Excess calorie consumption by individuals with obesity often triggers inflammation, but new data published in The Journal of Clinical Investigation indicated that a protein called SIRT3 may provide resistance to the inflammatory response triggered by obesity.
“Previous research has shown that intermittent fasting or intermittent calorie restriction — by way of eating fewer calories for a few days a month — reduces inflammation,” said Michael Sack, MD, PhD, a senior investigator at NIH’s National Heart, Lung, and Blood Institute and lead researcher on the new study. Dr Sack and his team identified the role of SIRT3 through an investigation involving 19 healthy volunteers who fasted for a 24-hour period.
“We found through our study that this effect is mediated, in part, on a molecular level when SIRT3 blocks the activity of another molecule known as the NLRP3 inflammasome,” he added.
The NIH researchers also found that fasting is not the only way to activate SIRT3; it can also be activated by nicotinamide riboside (NR).
“Taken together, these early results point to a potential mechanism for addressing obesity-related inflammation, and thus diseases linked to this type of inflammation, such as asthma, type 2 diabetes, rheumatoid arthritis, and atherosclerosis — conditions associated with a reduced quality of life and/or premature death,” said Dr Sack.
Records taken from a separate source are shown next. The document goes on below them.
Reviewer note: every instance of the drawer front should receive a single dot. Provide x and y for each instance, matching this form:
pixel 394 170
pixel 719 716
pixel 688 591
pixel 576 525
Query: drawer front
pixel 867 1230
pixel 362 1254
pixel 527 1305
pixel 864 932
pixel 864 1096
Dr Sack confirmed that his team is conducting a follow-up study at the NIH Clinical Center to determine whether nicotinamide riboside can specifically reduce bronchial inflammation in individuals with asthma. If the results of the study are promising, he said, they will conduct larger clinical trials to validate the findings and potentially inform treatment of obesity-related inflammation in asthma.
NR is found naturally in trace amounts in milk and other foods, and is a more potent, no-flush version of niacin (vitamin B3). Published research has shown that NR is a potent precursor to NAD+ in the mitochondria of animals. NAD+ is an important cellular co-factor for improvement of mitochondrial performance and energy metabolism.
As organisms age, NAD+ levels drop, which leads to a decrease in mitochondrial health; this in turn leads to age-related health issues. Low NAD+ levels limit activity of a group of enzymes called sirtuins, which are believed to play a key role in longevity. NAD+ levels also can be depleted by lifestyle choices such as overeating and lack of exercise. By boosting NAD+, NR can increase mitochondrial health and induce creation of new mitochondria.
Irvine, CA-based ChromaDex has been accumulating the IP surrounding NR for a couple of years, having licensed patents from Cornell University, Dartmouth College, and Washington University in St Louis.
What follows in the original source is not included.